Cette situation alimente les inquiétudes quant aux conséquences potentiellement irréparables que ce blocage pourrait avoir sur l'économie mondiale.
De nouvelles données publiées par de grandes entreprises internationales, dont Lloyd’s List, montrent que le passage par Hormuz est passé de 138 navires par jour, fin février, à moins de 10 au cours des derniers jours, selon un rapport de l’agence de presse iranienne Tasnim.
Le rapport indique que cette forte baisse du trafic a entraîné une paralysie totale de la navigation dans cette voie maritime. Il cite également des informations d’un nouveau rapport de la chaîne d'information qatarie Al Jazeera estimant qu’environ 2 000 à 3 000 navires sont bloqués dans le détroit d'Hormuz, en attente d’autorisation pour traverser la voie maritime.

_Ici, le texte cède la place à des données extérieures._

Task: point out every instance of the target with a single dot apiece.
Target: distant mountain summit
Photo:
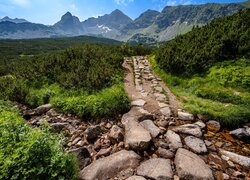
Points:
(16, 20)
(69, 25)
(150, 26)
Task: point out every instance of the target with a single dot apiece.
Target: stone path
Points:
(154, 140)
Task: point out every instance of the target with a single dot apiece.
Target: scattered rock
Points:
(108, 167)
(156, 168)
(151, 127)
(92, 133)
(242, 160)
(166, 111)
(138, 102)
(241, 133)
(173, 139)
(42, 109)
(136, 178)
(136, 137)
(191, 166)
(185, 116)
(116, 133)
(190, 129)
(164, 153)
(213, 126)
(195, 144)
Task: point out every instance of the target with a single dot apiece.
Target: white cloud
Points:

Par ailleurs, l’Organisation maritime internationale (OMI) a indiqué qu’environ 3 200 navires restent bloqués dans le golfe Persique, laissant près de 20 000 marins inactifs à bord.
Le rapport de Tasnim précise que 181 navires ou pétroliers ont franchi le détroit d'Hormuz depuis début mars, dont 125 appartiennent à l’Iran ou à ses alliés.
Il ajoute que l’Iran a exempté l’Irak voisin, un allié proche, des restrictions de passage dans le détroit d'Hormuz, tandis que des pays comme la Chine, l’Inde, le Pakistan et la Turquie ont pu faire transiter leurs navires par le détroit après des négociations directes avec les autorités iraniennes.
Selon le rapport, une vingtaine de navires commerciaux ont été attaqués dans le détroit d’Hormuz ou à proximité depuis le 1er mars, faisant 8 morts et 10 blessés.
L’Iran a imposé des restrictions au passage par le détroit d'Hormuz quelques jours après le
début de l’agression américano-israélienne le 28 février, interdisant l'accès à cette voie maritime aux navires liés aux agresseurs.
Ces restrictions, combinées aux attaques contre les installations de production et de stockage d’énergie dans le golfe Persique, ont entraîné une hausse record des prix internationaux de l’énergie et des matières premières.